Fast Local Page-Tables for Virtualized NUMA Servers with vMitosis
- Ashish Panwar ,
- Reto Achermann ,
- Arkaprava Basu ,
- Abhishek Bhattacharjee ,
- K. Gopinath ,
- Jayneel Gandhi
2021 Architectural Support for Programming Languages and Operating Systems |
Published by Association for Computing Machinery
Increasing heterogeneity in the memory system mandates careful data placement to hide the non-uniform memory access (NUMA) effects on applications. However, NUMA optimizations have predominantly focused on application data in the past decades, largely ignoring the placement of kernel data structures due to their small memory footprint; this is evident in typical OS designs that pin kernel objects in memory. In this paper, we show that careful placement of kernel data structures is gaining importance in the context of page-tables: sub-optimal placement of page-tables causes severe slowdown (up to 3.1x) on virtualized NUMA servers.

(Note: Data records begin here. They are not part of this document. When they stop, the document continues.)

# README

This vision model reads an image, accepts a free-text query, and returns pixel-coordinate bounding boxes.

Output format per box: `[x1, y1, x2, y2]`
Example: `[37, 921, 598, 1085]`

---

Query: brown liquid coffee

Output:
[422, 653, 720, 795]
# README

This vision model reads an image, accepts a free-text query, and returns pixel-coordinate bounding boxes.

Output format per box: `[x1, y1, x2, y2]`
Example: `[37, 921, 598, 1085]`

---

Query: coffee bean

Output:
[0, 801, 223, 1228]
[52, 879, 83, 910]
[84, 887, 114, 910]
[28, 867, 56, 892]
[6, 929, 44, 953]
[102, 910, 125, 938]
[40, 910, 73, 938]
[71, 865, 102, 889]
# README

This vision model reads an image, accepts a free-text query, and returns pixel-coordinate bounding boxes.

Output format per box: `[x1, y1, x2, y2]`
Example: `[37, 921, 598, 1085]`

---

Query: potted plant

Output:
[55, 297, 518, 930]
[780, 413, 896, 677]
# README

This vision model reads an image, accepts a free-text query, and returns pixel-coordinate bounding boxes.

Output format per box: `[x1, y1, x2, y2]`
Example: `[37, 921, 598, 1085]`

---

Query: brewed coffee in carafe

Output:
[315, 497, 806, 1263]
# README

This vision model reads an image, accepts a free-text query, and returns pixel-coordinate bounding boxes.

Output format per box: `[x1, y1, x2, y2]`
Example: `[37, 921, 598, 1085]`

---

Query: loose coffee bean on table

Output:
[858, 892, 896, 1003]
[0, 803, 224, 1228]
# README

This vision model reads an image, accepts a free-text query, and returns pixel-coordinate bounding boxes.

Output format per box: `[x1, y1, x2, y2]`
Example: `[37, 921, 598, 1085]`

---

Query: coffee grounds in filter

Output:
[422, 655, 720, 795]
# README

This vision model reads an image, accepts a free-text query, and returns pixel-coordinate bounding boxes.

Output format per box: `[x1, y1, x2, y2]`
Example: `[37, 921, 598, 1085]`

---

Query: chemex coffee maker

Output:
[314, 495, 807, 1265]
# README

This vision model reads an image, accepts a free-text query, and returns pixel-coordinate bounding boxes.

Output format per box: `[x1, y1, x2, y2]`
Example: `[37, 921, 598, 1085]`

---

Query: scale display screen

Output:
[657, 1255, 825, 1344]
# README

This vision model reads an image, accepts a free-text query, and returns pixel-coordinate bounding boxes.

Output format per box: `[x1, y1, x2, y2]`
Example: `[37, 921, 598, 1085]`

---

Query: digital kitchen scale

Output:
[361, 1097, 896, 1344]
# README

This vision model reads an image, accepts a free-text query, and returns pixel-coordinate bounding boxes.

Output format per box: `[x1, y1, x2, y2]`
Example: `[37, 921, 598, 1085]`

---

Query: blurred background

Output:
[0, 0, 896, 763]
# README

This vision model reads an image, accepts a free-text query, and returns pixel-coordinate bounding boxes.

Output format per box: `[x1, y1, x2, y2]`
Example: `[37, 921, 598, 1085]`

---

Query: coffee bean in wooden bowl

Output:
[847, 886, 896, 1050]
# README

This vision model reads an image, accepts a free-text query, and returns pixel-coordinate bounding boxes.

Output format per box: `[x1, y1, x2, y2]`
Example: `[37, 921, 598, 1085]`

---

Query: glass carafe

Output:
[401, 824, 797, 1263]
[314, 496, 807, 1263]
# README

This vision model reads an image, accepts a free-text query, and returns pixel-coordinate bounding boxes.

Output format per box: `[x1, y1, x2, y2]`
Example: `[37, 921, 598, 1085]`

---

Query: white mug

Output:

In response, we present vMitosis — a system for explicit management of two-level page-tables, i.e., the guest and extended page-tables, on virtualized NUMA servers. vMitosis enables faster address translation by migrating and replicating page-tables. It supports two prevalent virtualization configurations: first, where the hypervisor exposes the NUMA architecture to the guest OS, and second, where such information is hidden from the guest OS. vMitosis is implemented in Linux/KVM, and our evaluation on a recent 1.5TiB 4-socket server shows that it effectively eliminates NUMA effects on 2D page-table walks, resulting in a speedup of 1.8-3.1x for Thin (single-socket) and 1.06-1.6x for Wide (multi-socket) workloads.